Our oldest babies belong to Rainbow and Paris, both themselves fairly young females at six and four years old respectively. If you’ve visited our walk-through enclosure and seen three bouncing about, you have most likely seen theirs! Although ring-tailed lemurs will usually have just one baby per year, twins are occasionally seen and our one pair this year belongs to Rainbow. Babies will initially cling to their mum’s chest so as to be closer to her milk, but will move around to her back once they get a bit too big. They need to cling on very tightly as the mums leap from tree to tree with little regard as to whether the babies are still attached! As the babies reach two months old, they will start to investigate solid food, but will return to their mum for milk until fully weaned at around five months.

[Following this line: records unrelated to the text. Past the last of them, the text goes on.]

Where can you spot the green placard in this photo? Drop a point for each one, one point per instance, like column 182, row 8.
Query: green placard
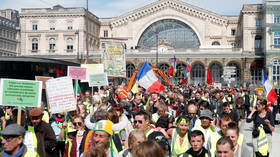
column 96, row 80
column 20, row 93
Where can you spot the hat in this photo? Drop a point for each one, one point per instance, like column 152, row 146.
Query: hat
column 159, row 138
column 206, row 113
column 36, row 112
column 16, row 108
column 13, row 129
column 104, row 125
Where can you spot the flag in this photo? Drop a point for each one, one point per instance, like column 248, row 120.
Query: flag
column 172, row 70
column 148, row 80
column 135, row 88
column 123, row 93
column 270, row 92
column 209, row 77
column 79, row 91
column 188, row 70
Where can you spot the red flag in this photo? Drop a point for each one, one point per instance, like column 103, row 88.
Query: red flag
column 171, row 71
column 209, row 77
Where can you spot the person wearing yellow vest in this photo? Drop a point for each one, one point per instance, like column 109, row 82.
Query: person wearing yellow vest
column 179, row 140
column 196, row 139
column 142, row 121
column 240, row 150
column 13, row 142
column 225, row 147
column 45, row 137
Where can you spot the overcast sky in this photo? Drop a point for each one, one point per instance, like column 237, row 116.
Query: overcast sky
column 109, row 8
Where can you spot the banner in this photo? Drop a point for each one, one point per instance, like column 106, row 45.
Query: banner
column 92, row 69
column 61, row 95
column 96, row 80
column 114, row 60
column 43, row 79
column 20, row 93
column 77, row 73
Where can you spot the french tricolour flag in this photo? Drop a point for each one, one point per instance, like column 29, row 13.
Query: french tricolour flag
column 147, row 79
column 270, row 92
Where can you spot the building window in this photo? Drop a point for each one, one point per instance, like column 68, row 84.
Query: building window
column 69, row 25
column 34, row 44
column 276, row 71
column 198, row 74
column 233, row 31
column 105, row 33
column 52, row 44
column 277, row 39
column 215, row 43
column 130, row 68
column 277, row 19
column 258, row 41
column 52, row 25
column 34, row 26
column 69, row 44
column 258, row 23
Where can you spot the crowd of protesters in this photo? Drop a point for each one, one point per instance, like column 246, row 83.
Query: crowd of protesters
column 181, row 121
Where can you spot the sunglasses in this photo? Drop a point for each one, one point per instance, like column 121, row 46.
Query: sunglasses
column 138, row 121
column 77, row 123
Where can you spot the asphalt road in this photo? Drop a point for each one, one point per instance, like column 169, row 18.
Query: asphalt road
column 246, row 129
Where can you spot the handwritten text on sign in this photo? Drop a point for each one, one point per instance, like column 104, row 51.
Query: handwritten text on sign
column 61, row 95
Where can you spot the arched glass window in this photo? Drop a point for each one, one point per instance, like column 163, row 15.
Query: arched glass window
column 180, row 71
column 256, row 72
column 164, row 68
column 237, row 71
column 171, row 32
column 52, row 44
column 215, row 43
column 69, row 44
column 198, row 74
column 216, row 72
column 130, row 68
column 34, row 44
column 276, row 71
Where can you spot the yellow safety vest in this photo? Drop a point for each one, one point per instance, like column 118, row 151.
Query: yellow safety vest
column 262, row 142
column 176, row 148
column 32, row 150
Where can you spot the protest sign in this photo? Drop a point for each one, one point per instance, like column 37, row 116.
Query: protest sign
column 97, row 80
column 77, row 73
column 92, row 69
column 43, row 79
column 60, row 95
column 20, row 93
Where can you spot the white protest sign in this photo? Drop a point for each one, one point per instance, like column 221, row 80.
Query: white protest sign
column 61, row 95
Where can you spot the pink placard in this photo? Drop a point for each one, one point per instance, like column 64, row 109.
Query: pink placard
column 77, row 73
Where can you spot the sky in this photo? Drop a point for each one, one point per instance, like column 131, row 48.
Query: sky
column 111, row 8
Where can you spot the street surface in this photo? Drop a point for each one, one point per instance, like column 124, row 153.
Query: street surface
column 246, row 129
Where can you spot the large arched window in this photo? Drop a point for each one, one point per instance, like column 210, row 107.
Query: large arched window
column 237, row 71
column 216, row 72
column 171, row 32
column 180, row 71
column 69, row 44
column 276, row 71
column 130, row 68
column 164, row 68
column 198, row 73
column 34, row 44
column 256, row 72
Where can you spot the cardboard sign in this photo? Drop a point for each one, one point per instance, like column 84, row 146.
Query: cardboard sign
column 43, row 79
column 96, row 80
column 20, row 93
column 61, row 95
column 77, row 73
column 92, row 69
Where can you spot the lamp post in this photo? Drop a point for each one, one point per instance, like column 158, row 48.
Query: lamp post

Why do lemur mums keep their babies close for so long? In their native Madagascar, predators of the ring-tailed lemur include the fossa, a large carnivore which looks like a cross between a cat and a dog but is in fact related to neither, and birds of prey such as the Madagascar harrier-hawk and the Madagascar buzzard. Out of all lemur species found in Madagascar, ring-tails spend the most time on the ground so are naturally more vulnerable, although group sizes are large and can reach up to 30 individuals – this can help them spot predators early and defend against them. All females in a troop will help to look after the babies, though it is thought that males don’t contribute much!

Our lemur babies are getting bolder by the day and it’s particularly easy to see them when the sun is out and everyone spreads out to sunbathe. May is getting warmer, so why not visit them this month in their walk-through enclosure?